In recent years, though, the post has taken on an additional perk: It has allowed those who hold it to distance themselves from the omnishambles of British politics in the age of Brexit—and their parties that have been consumed by the approaching split.

It’s no wonder, then, that Rory Stewart, the erstwhile Conservative lawmaker and prime-ministerial hopeful, revealed today that he would be entering next year’s race to be mayor of London as an independent. In a video announcing his bid, Stewart said he hopes that by “leaving that Gothic shouting chamber of Westminster,” he can challenge the “extremism” taking over the country’s politics, as well as the threats facing the city, such as Brexit and technological change.

It’s a lofty goal for a prospective London mayor—not least because the office doesn’t actually afford that much power. Unlike its equivalents in cities such as New York, Paris, and Madrid, the London mayor’s authority is limited to things such as policing, transport, and housing (and even these are somewhat curtailed by other bodies). Most other powers—such as taxation, public maintenance, and other social services—fall to the national government and local London councils.

“It’s a very, very underpowered institution and a very underpowered role in terms of its hard powers, at least by international standards,” Ben Rogers, the director of the Centre for London think tank, told me.

What London mayors lack in authority, however, they make up for in their immense soft power. In the nearly two decades since the role was created, London has had three mayors, all of whom have amassed high profiles. Ken Livingstone, the inaugural holder of the office, oversaw nearly a decade of large-scale development in the city. Sadiq Khan, the city’s first Muslim mayor and the current holder of the office, is perhaps best known around the world for his long-standing feud with President Donald Trump. Boris Johnson, the city’s only Conservative mayor thus far, who famously led London through the 2012 Olympics, is now prime minister.

“To be mayor of London gives you enormous political visibility in what is a small, centralized country,” Tony Travers, a politics professor at the London School of Economics, told me, noting that unlike most other British politicians, all three mayors have been known simply by their first name.

Even domestically, London mayors have been able to stand out in British politics, as well as their parties. Johnson, for example, clashed with fellow Conservatives over his support for loosening immigration restrictions. Khan has been a vocal opponent of Brexit and advocates for holding a second referendum—positions that have often put him at odds with the Labour Party leadership.

“[Khan] has been free to take a different line on Brexit in a way he wouldn’t have been if he’d been a member of the shadow cabinet,” Rogers said, noting that while most parties are concerned with the nation as a whole, London mayors “have a different electoral base.”

In London, that base is liberal, multicultural, and predominantly anti-Brexit. Though a supporter of remaining in the European Union during the 2016 referendum, Stewart has since come out in favor of leaving the bloc with a deal—a position that ultimately resulted in Johnson expelling him and 20 other Conservative lawmakers from the party.

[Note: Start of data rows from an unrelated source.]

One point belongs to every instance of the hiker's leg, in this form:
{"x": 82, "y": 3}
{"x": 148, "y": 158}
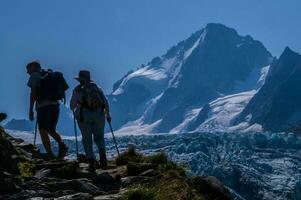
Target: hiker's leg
{"x": 45, "y": 140}
{"x": 98, "y": 133}
{"x": 86, "y": 131}
{"x": 54, "y": 117}
{"x": 43, "y": 119}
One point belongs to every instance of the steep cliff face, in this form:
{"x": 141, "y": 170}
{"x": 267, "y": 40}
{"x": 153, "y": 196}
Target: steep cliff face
{"x": 212, "y": 62}
{"x": 277, "y": 105}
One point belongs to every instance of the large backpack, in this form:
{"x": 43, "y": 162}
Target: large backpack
{"x": 52, "y": 86}
{"x": 92, "y": 98}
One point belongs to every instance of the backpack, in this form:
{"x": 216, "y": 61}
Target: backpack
{"x": 52, "y": 86}
{"x": 92, "y": 98}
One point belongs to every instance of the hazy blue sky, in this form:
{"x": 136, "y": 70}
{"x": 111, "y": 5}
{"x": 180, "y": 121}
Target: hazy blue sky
{"x": 110, "y": 37}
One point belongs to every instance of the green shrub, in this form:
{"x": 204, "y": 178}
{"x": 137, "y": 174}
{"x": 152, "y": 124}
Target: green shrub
{"x": 130, "y": 155}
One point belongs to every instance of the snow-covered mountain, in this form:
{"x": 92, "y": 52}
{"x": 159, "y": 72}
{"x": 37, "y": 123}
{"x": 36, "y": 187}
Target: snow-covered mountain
{"x": 207, "y": 76}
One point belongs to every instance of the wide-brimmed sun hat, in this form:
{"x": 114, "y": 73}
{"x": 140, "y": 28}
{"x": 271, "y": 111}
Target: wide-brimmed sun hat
{"x": 83, "y": 75}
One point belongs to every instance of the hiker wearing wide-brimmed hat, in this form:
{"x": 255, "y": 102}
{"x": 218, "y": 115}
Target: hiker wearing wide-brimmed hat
{"x": 90, "y": 108}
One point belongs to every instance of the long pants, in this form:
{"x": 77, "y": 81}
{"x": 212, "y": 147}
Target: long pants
{"x": 92, "y": 125}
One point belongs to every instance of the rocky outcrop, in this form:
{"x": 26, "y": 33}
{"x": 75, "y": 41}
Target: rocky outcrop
{"x": 24, "y": 174}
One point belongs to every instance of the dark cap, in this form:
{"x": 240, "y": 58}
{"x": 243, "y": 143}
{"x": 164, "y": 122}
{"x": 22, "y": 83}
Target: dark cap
{"x": 83, "y": 75}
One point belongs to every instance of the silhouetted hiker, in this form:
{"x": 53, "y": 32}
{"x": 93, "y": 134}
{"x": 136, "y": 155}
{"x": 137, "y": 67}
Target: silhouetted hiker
{"x": 90, "y": 108}
{"x": 2, "y": 116}
{"x": 45, "y": 98}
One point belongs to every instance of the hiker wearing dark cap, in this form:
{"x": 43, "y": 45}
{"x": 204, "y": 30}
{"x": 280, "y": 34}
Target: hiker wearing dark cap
{"x": 47, "y": 108}
{"x": 91, "y": 108}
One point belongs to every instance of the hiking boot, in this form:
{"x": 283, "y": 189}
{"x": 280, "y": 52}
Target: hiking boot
{"x": 62, "y": 151}
{"x": 92, "y": 165}
{"x": 103, "y": 163}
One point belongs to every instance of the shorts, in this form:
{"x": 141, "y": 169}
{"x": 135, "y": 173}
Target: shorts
{"x": 47, "y": 117}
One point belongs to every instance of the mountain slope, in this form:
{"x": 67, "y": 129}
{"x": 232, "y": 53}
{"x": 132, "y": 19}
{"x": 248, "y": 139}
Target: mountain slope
{"x": 211, "y": 63}
{"x": 277, "y": 105}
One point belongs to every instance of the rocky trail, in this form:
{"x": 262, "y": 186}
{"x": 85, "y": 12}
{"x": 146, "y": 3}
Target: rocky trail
{"x": 24, "y": 174}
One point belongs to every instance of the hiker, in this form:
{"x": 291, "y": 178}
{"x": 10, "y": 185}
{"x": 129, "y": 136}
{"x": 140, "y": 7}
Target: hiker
{"x": 2, "y": 116}
{"x": 90, "y": 108}
{"x": 47, "y": 108}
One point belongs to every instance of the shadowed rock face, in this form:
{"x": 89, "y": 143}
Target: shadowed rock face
{"x": 211, "y": 62}
{"x": 277, "y": 105}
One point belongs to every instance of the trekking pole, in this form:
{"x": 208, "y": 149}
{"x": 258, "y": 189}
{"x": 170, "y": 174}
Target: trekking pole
{"x": 35, "y": 133}
{"x": 114, "y": 138}
{"x": 75, "y": 132}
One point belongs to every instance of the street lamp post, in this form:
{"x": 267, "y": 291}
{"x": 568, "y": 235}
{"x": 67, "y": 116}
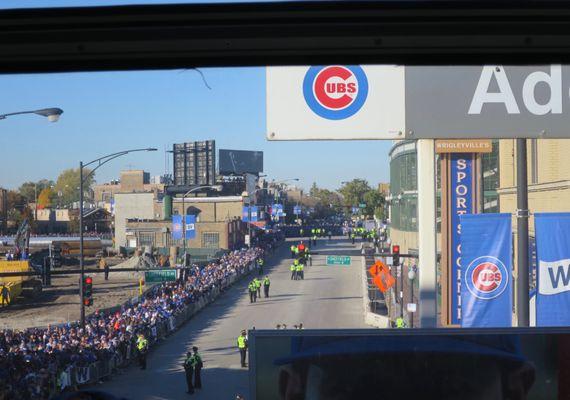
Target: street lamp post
{"x": 411, "y": 277}
{"x": 216, "y": 187}
{"x": 52, "y": 114}
{"x": 99, "y": 161}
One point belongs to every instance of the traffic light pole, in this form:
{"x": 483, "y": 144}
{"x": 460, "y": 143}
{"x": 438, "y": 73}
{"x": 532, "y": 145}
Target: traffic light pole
{"x": 81, "y": 262}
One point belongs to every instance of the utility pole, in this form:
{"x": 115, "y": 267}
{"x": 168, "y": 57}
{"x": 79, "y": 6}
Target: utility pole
{"x": 522, "y": 235}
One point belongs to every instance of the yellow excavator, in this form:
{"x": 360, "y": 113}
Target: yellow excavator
{"x": 18, "y": 260}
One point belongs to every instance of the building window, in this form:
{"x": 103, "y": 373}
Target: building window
{"x": 211, "y": 240}
{"x": 146, "y": 238}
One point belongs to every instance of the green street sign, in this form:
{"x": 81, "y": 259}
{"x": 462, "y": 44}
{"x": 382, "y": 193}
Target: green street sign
{"x": 160, "y": 275}
{"x": 338, "y": 260}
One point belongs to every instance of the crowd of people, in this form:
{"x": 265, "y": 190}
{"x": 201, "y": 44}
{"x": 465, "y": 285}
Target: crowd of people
{"x": 32, "y": 362}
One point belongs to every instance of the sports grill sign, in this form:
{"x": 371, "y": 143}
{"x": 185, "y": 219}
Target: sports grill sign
{"x": 397, "y": 102}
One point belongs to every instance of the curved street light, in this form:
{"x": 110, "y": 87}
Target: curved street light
{"x": 100, "y": 162}
{"x": 52, "y": 114}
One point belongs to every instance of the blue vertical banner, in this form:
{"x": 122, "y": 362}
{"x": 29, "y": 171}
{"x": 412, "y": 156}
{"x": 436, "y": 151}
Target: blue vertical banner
{"x": 552, "y": 231}
{"x": 462, "y": 192}
{"x": 190, "y": 227}
{"x": 486, "y": 279}
{"x": 176, "y": 227}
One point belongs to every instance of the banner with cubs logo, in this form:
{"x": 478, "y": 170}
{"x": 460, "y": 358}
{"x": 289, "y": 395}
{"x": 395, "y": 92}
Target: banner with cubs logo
{"x": 486, "y": 279}
{"x": 335, "y": 102}
{"x": 553, "y": 269}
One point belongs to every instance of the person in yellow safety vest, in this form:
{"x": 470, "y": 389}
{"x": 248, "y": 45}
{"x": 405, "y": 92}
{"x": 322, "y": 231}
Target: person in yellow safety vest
{"x": 142, "y": 348}
{"x": 257, "y": 286}
{"x": 300, "y": 271}
{"x": 242, "y": 346}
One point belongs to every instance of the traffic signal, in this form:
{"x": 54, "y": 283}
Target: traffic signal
{"x": 88, "y": 291}
{"x": 396, "y": 255}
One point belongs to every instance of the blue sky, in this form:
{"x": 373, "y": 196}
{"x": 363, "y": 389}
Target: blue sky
{"x": 112, "y": 111}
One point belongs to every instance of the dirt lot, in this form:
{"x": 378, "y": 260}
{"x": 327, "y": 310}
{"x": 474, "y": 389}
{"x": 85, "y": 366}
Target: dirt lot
{"x": 60, "y": 302}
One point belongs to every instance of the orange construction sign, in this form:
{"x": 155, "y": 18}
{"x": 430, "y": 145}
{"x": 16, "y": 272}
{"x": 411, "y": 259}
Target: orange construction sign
{"x": 381, "y": 276}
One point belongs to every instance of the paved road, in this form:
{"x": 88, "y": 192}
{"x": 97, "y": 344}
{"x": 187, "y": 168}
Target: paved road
{"x": 329, "y": 297}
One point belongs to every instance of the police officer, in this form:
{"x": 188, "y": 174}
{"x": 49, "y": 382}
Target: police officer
{"x": 293, "y": 269}
{"x": 189, "y": 371}
{"x": 242, "y": 346}
{"x": 252, "y": 292}
{"x": 257, "y": 286}
{"x": 142, "y": 348}
{"x": 260, "y": 262}
{"x": 198, "y": 365}
{"x": 299, "y": 269}
{"x": 266, "y": 284}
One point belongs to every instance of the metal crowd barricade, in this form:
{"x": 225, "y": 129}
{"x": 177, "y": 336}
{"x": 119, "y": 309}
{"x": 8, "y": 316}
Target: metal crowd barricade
{"x": 104, "y": 368}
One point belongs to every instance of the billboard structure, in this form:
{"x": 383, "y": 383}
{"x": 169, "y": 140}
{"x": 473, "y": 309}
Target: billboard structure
{"x": 194, "y": 163}
{"x": 238, "y": 162}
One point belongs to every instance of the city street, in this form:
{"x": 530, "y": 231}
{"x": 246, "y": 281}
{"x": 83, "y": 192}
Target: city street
{"x": 329, "y": 297}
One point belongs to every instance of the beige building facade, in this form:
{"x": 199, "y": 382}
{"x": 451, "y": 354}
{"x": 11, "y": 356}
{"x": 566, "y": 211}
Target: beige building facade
{"x": 548, "y": 172}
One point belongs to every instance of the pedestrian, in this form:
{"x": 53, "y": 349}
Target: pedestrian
{"x": 260, "y": 262}
{"x": 242, "y": 346}
{"x": 293, "y": 271}
{"x": 252, "y": 292}
{"x": 266, "y": 284}
{"x": 105, "y": 267}
{"x": 198, "y": 365}
{"x": 257, "y": 287}
{"x": 299, "y": 274}
{"x": 5, "y": 296}
{"x": 189, "y": 371}
{"x": 142, "y": 348}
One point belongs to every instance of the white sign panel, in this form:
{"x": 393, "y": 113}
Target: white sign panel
{"x": 335, "y": 102}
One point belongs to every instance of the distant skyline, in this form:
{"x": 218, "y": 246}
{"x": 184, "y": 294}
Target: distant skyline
{"x": 105, "y": 112}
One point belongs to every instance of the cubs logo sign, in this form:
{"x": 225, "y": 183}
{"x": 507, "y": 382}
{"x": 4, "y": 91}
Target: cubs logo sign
{"x": 486, "y": 277}
{"x": 335, "y": 92}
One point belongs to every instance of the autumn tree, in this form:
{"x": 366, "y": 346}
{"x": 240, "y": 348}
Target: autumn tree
{"x": 67, "y": 185}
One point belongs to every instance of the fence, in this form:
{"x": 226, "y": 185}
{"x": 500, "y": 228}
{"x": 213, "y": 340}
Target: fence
{"x": 78, "y": 375}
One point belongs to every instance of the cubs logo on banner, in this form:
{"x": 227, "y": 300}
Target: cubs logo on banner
{"x": 176, "y": 227}
{"x": 486, "y": 281}
{"x": 335, "y": 91}
{"x": 552, "y": 232}
{"x": 190, "y": 227}
{"x": 335, "y": 102}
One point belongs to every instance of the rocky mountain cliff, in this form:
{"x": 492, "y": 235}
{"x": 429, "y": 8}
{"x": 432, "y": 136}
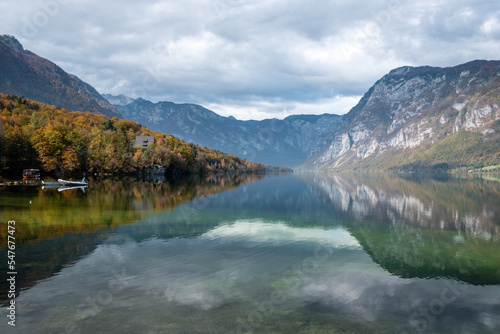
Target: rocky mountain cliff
{"x": 25, "y": 74}
{"x": 285, "y": 142}
{"x": 420, "y": 116}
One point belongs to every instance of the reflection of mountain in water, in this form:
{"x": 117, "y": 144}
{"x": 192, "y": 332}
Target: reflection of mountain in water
{"x": 55, "y": 229}
{"x": 423, "y": 227}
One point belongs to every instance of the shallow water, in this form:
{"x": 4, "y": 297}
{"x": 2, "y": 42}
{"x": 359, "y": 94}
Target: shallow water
{"x": 283, "y": 254}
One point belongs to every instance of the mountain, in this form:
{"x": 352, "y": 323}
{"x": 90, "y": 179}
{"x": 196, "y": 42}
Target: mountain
{"x": 58, "y": 141}
{"x": 25, "y": 74}
{"x": 285, "y": 142}
{"x": 418, "y": 118}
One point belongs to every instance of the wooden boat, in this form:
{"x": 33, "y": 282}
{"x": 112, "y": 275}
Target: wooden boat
{"x": 73, "y": 183}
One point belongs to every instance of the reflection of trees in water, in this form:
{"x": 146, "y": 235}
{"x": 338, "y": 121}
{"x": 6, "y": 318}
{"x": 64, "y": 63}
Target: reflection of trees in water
{"x": 58, "y": 228}
{"x": 106, "y": 203}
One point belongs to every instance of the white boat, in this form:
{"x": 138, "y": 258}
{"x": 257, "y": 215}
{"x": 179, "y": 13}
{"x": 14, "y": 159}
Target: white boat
{"x": 63, "y": 188}
{"x": 73, "y": 183}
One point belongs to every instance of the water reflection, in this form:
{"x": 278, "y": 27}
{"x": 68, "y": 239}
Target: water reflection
{"x": 423, "y": 227}
{"x": 311, "y": 253}
{"x": 54, "y": 229}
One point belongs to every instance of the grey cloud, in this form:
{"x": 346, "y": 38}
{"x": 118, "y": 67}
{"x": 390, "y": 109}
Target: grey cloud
{"x": 208, "y": 52}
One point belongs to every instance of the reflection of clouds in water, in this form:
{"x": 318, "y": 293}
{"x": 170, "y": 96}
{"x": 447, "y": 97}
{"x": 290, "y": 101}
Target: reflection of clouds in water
{"x": 258, "y": 231}
{"x": 245, "y": 262}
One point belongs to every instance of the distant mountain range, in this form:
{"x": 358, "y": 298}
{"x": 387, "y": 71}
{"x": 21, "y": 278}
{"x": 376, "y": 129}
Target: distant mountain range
{"x": 25, "y": 74}
{"x": 274, "y": 142}
{"x": 412, "y": 119}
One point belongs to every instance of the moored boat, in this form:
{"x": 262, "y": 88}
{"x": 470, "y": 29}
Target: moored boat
{"x": 73, "y": 183}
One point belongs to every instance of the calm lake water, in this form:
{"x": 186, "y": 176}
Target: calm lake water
{"x": 312, "y": 253}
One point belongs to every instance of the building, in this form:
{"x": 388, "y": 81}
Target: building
{"x": 143, "y": 141}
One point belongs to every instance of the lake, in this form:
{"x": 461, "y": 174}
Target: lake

Still, Stewart sees an opportunity in the city. In a letter setting out his candidacy, the former Tory urged voters to “break free from the suffocating embrace of our dying party politics,” just as he had broken away from his own.

Khan, the Labour incumbent, is the favorite to win next year’s contest: A May opinion poll put him 20 points ahead of his Conservative opponent, Shaun Bailey. Still, Stewart could emerge as an unexpected insurgent, just as he did during the Conservative-leadership race earlier this year. Though Stewart was unsuccessful then, his willingness to cut across traditional party lines could endear him to parts of London’s electorate.

“In that sense,” Travers said, “you could see how somebody like Rory Stewart, who is clearly a centrist, can be seen as standing free of the mainstream in politics.”